ISSN 3072-2500

Paulina Jakimowicz

The Black Cat Takes the Stand

 Your Honor, ladies and gentlemen of the jury, the prosecution and the defense, allow me to partake in this brief moment of honesty. It seems to me that you are surprised to see a cat talk. Do not ask me by which means I am capable of human speech – I do not know. You should rather ask how it is that you can hear me and understand me. I am not a witch, I assure you. If you consider that, then perhaps you are as mad as the defendant.

I knew the one you called Pluto. I met him in a human garden. He had a missing eye, which I recognized easily as the result of a violent act of a man, as I am missing an eye myself. One day, when I came into the garden, I witnessed what had become of my sweet friend. I saw his limp body swaying in the wind. A brutal act, but of no concern to the human race. Killing one of us on a whim is not a murder, but an eccentricity, at most it is called alarming by the more empathetic of you. A stepping stone in becoming a murderer, but not the thing immediately making you one. And because of this, I stand here today before you to confess.

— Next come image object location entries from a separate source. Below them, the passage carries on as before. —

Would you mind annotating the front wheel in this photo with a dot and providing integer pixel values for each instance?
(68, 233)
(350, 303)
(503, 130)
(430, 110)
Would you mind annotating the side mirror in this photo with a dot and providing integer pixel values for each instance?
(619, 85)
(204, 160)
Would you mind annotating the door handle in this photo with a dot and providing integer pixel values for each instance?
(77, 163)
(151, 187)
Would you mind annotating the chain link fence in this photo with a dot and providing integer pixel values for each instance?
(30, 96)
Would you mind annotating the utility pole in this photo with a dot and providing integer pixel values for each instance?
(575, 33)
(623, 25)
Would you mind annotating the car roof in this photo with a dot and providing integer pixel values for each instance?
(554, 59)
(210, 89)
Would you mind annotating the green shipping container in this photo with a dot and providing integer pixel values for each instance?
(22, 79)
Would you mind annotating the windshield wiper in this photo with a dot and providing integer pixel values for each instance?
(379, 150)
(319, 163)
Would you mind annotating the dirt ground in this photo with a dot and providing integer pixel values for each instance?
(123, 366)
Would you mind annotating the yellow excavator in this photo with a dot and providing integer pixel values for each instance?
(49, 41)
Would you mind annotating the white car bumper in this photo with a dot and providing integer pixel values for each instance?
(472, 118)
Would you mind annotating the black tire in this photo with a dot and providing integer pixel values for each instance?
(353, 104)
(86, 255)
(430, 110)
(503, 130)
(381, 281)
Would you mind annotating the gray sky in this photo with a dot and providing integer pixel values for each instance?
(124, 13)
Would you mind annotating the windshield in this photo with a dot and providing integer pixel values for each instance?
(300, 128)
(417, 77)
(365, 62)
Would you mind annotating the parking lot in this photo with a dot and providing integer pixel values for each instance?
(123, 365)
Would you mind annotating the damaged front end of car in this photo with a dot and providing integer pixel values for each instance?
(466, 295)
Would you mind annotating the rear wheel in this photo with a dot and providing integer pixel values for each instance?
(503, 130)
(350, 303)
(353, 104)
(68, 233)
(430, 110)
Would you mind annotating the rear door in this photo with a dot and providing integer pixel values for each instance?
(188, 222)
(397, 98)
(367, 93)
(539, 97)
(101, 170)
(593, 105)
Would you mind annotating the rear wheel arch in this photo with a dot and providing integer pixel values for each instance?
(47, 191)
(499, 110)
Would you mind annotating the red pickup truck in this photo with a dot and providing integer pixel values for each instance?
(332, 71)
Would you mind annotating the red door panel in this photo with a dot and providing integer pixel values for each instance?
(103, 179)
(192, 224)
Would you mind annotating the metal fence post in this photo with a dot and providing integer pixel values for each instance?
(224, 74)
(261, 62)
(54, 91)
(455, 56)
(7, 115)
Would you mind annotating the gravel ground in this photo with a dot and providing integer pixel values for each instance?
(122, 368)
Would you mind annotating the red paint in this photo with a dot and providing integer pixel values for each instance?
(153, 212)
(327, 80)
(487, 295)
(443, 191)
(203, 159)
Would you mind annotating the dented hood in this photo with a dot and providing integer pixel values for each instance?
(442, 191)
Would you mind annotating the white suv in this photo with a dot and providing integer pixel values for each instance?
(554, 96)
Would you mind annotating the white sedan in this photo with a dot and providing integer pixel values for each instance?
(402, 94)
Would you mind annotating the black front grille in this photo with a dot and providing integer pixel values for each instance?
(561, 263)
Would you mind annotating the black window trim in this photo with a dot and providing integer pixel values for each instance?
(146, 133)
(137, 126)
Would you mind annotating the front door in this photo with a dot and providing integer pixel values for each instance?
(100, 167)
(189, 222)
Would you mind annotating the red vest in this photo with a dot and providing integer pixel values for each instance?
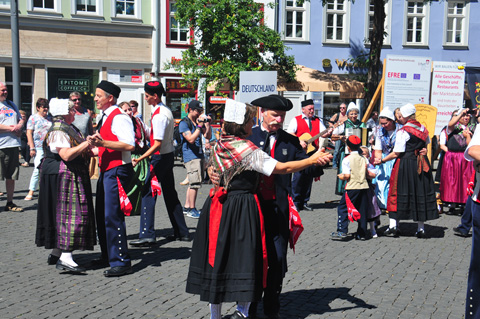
(152, 141)
(109, 158)
(302, 127)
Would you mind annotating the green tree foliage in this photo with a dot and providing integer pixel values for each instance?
(229, 37)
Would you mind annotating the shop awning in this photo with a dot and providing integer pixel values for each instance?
(317, 81)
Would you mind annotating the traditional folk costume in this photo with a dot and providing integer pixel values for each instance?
(385, 141)
(472, 304)
(456, 170)
(65, 189)
(348, 128)
(412, 194)
(141, 169)
(229, 257)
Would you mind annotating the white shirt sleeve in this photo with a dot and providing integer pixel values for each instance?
(58, 140)
(292, 126)
(378, 143)
(400, 141)
(266, 165)
(122, 127)
(443, 138)
(475, 141)
(346, 166)
(339, 130)
(159, 123)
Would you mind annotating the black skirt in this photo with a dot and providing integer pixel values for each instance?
(238, 267)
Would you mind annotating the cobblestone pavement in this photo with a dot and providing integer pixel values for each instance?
(384, 277)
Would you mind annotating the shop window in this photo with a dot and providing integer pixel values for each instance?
(456, 23)
(387, 26)
(61, 82)
(416, 23)
(336, 25)
(296, 26)
(176, 33)
(26, 87)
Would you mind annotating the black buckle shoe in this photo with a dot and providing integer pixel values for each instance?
(66, 267)
(143, 242)
(118, 271)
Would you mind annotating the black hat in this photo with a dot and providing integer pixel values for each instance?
(273, 102)
(110, 88)
(195, 105)
(307, 102)
(154, 87)
(354, 142)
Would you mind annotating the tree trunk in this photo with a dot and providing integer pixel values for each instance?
(376, 43)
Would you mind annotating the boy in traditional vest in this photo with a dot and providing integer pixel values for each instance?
(354, 202)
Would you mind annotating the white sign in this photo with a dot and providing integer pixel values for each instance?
(255, 84)
(407, 80)
(447, 91)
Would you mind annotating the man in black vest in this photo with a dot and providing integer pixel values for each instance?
(273, 194)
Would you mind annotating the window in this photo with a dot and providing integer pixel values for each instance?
(456, 23)
(44, 5)
(416, 24)
(176, 33)
(26, 87)
(87, 7)
(127, 9)
(369, 26)
(296, 24)
(336, 25)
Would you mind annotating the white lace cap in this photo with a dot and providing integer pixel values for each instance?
(234, 111)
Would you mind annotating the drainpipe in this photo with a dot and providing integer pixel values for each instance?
(156, 35)
(15, 52)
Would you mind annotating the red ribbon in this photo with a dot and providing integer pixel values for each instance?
(125, 204)
(353, 213)
(296, 226)
(155, 184)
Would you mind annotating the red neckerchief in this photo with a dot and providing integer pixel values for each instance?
(415, 128)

I want it to be known, as I say it loud and clear for all those gathered here in this strange time when they can hear my voice: I set fire to that wretched house.

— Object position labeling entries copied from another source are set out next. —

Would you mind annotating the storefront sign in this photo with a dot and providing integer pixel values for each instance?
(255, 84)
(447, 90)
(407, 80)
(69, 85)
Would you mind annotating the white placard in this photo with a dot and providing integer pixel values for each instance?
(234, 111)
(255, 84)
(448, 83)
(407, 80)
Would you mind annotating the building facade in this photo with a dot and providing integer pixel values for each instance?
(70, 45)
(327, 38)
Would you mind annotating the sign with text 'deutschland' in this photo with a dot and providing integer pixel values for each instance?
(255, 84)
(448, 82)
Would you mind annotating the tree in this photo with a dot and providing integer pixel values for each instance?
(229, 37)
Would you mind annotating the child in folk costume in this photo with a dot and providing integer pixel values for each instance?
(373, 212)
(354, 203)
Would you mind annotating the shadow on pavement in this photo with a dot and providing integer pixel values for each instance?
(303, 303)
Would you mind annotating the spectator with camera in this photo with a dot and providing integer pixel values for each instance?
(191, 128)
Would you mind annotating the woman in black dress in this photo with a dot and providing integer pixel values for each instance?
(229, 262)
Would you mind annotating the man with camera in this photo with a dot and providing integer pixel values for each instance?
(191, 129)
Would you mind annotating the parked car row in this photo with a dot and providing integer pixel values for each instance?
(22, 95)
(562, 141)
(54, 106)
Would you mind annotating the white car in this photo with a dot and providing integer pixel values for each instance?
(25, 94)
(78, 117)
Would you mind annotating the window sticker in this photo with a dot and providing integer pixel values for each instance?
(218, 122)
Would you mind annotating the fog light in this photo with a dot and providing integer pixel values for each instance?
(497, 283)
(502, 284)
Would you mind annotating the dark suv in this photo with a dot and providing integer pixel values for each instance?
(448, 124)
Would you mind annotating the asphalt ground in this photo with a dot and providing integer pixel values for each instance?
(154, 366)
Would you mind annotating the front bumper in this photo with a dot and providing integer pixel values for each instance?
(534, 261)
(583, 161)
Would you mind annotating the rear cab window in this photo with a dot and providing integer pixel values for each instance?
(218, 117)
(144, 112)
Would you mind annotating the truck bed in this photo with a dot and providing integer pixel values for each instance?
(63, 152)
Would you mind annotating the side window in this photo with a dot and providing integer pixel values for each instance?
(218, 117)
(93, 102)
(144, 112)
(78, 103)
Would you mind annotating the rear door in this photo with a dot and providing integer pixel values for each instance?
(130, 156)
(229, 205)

Was it a mere coincidence or a force of will? I am sure you will decide. Maybe it was just some terrible luck that my paw found its way to the lit lantern that was left unattended for a moment on the table by the back door of the house. Perhaps, as I pushed it, it was for the common amusement of a bored feline. An unknown spirit is this perversion, I must admit. It seems like every species has its own.

I fled before the flames devoured the house. I did it all, either with thought or by instinct, but who’s to say? Am I incapable of planning a revenge, or is it that the lamp falling was too improbable to happen without intent? If you ask me, what is even more impossible is the accusation that it was I who pushed that man to kill his wife, for I have never seen a murderer in need of encouragement. For the second killing, I will let you decide his fate. For the first, I made my verdict. But you, Your Honor, have no choice but to let me go.

There are no crimes between animals and men. That is my curse and my delight.